63. Moin – You Never End
Moin is the duo behind Raime and Valentina Magaletti, the most prolific percussionist in independent music. You can bet anything she’s involved in (Tomaga, Vanishing Twin and many more) will be novel and excellent. This certainly is. It’s muddy, highly experimental post-punk with murmured vocals, shifting song structures and an overall air of unease.
64. Shellac – To All Trains
I can’t write about this without mentioning this year’s untimely loss of band leader, genius, contrarian, and overall musical titan Steve Albini. His band, Big Black, was an absolute foundation stone of my love for music, and he produced some of the greatest albums in music history. I’m gutted he’s gone.
Now, to his last album. What to say? It’s Shellac. Noise rock that’s so precise and angular that it’s no longer noise rock, coupled with characteristic acerbic lyrics from the master. Dude, incredible.
65. Charli XCX – BRAT
Yes, really. Can’t say I love everything on this, but it is superbly produced, and the bangers (Looking at Von Dutch in particular here) are quite brilliant.
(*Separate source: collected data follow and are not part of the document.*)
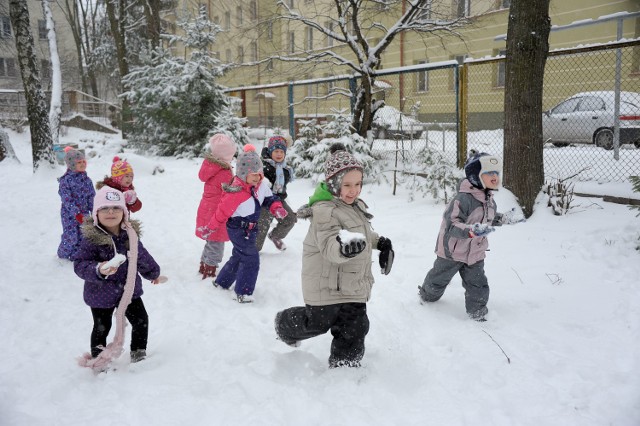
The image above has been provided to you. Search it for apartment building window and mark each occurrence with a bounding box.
[267,21,273,40]
[495,49,506,87]
[0,58,17,77]
[237,46,244,63]
[288,31,295,54]
[306,27,313,50]
[0,17,11,38]
[40,60,51,80]
[453,0,470,18]
[38,20,47,40]
[225,49,232,63]
[213,15,220,26]
[418,0,432,21]
[236,7,243,26]
[250,41,258,62]
[417,60,429,92]
[224,11,231,30]
[287,0,294,8]
[250,0,257,20]
[499,0,511,9]
[326,22,334,47]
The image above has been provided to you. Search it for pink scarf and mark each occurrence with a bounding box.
[77,221,139,372]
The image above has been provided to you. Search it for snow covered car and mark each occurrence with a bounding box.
[542,91,640,150]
66. Nala Sinephro – Endlessness
This spiritual jazzer has stripped her sound away to gossamer here to create a warm fusion of airy synths and lush but sparse instrumentation. Beautiful stuff.
67. Nick Cave And The Bad Seeds – Wild God
Old Nick’s back with a far more cheerful but slightly less impactful set of songs than his last album. Perhaps a lack of cohesion is the good thing about this album since he seems to be picking from different phases of his career at will. So there’s lots of sage storytelling and epic, swirling orchestration.
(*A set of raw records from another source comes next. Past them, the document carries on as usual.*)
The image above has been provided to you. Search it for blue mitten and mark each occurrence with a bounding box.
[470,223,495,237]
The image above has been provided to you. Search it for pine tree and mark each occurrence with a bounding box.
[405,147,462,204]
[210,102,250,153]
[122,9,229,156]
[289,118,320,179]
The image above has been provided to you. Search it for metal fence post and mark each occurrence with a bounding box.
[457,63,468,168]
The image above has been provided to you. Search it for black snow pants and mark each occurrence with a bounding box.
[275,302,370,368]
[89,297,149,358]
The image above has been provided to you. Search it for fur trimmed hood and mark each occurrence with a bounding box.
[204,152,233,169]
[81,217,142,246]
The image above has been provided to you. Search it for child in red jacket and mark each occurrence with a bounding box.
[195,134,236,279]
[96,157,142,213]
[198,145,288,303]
68. Crystabell & David Lynch – Cellophane Memories
OK, so this sounds just like you’d expect, given that the mighty David Lynch is involved. It’s a collection of mournful, slightly wonky ballads with a sultry-voiced chanteuse at the helm. What’s not to like?
69. British Murder Boys – Active Agents & House Boys
Tough as you like stripped-back techno, with muddy, muttered vocals and a heavy Adrian Sherwood vibe. Evil fun.
70. Juniore – Trois, Deux, Un
Another belter from this effortlessly cool French psych-pop group. A strong European movie soundtrack influence adds a nice veneer to this vintage pop.